* Rename BaseSpider.domain_name to BaseSpider.name
This patch implements the domain_name to name change in BaseSpider class and
change all spider instantiations to use the new attribute.
* Add allowed_domains to spider
This patch implements the merging of spider.domain_name and
spider.extra_domain_names in spider.allowed_domains for offsite checking
purposes.
Note that spider.domain_name is not touched by this patch, only not used.
* Remove spider.domain_name references from scrapy.stats
* Rename domain_stats to spider_stats in MemoryStatsCollector
* Use ``spider`` instead of ``domain`` in SimpledbStatsCollector
* Rename domain_stats_history table to spider_data_history and rename domain
field to spider in MysqlStatsCollector
* Refactor genspider command
The new signature for genspider is: genspider [options] <domain_name>.
Genspider uses domain_name for spider name and for the module name.

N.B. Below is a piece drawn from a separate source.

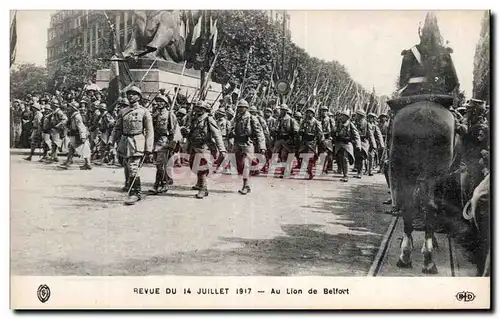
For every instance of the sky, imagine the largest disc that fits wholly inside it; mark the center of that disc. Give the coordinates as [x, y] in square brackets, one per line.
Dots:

* Remove spider.domain_name references
* Update crawl command signature <spider|url>
* docs: updated references to domain_name
* examples/experimental: use spider.name
* genspider: require <name> <domain>
* spidermanager: renamed crawl_domain to crawl_spider_name
* spiderctl: updated references of *domain* to spider
* added backward compatiblity with legacy spider's attributes
'domain_name' and 'extra_domain_names'
* removed scrapy.utils.fetch
* each command schedule requests and start scrapy engine
* fetch command instance BaseSpider if given url does not match any spider or match more than one
* parse command schedule url if one spider matches
* parse and fetch doesn't support multiple urls as parameter
* force spider behavior --spider moved from BaseCommand to only commands: fetch, parse, crawl
* Implements find/create method in Spider Manager API, removed fromdomain and fromurl
This method is now in charge of spider resolution, it must return spider object
from its argument or raise KeyError if no spider is found.
This method obsoletes from_domain and from_url methods.
The default implementation of resolve only searches against spider.name, it
won't use spider.allowed_domains like the old fromdomain. This is the reason
of why you must supply a spider if you want to crawl an url.
Find methods returns only available spider names. Not spider instances.
If no spider found returns empty list.
Affected modules:
* command.models (force_domain)
* removed spiders.force_domain
* each command pass spider to crawl_* commands
* command.commands.*
* crawl
* set spider from opts.spider if arg is url
* group urls by spider to instance spider just once
* genspider
* use spiders.create() to check spider id
* parse
* log error if more than one spider found
* core.manager
* on crawl_* log message if multiple spiders found for url or request
* shell
* prints "Multiple found" if more than one spider found for url or request
* populate_vars(): added spider keyword parameter
* contrib.spidermanager:
* removed fromdomain() & fromurl()
* new create(spider_id) -> Spider. Raises KeyError if spider not found
* new find_by_request(request) -> list(spiders)
* added encoding aliases, configurable through a new ENCODING_ALIASES setting
* Response.encoding now returns the real encoding detected for the body
* simplified TextResponse API by removing body_encoding() and
headers_encoding() methods
* Response.encoding now tries to infer the encoding from the body always (it
was done before only on HtmlResponse and TextResponse)
* removed scrapy.utils.encoding.add_encoding_alias() function
* updated implementation of scrapy.utils.response function to reflect these API
changes
* updated documentation to reflect API changes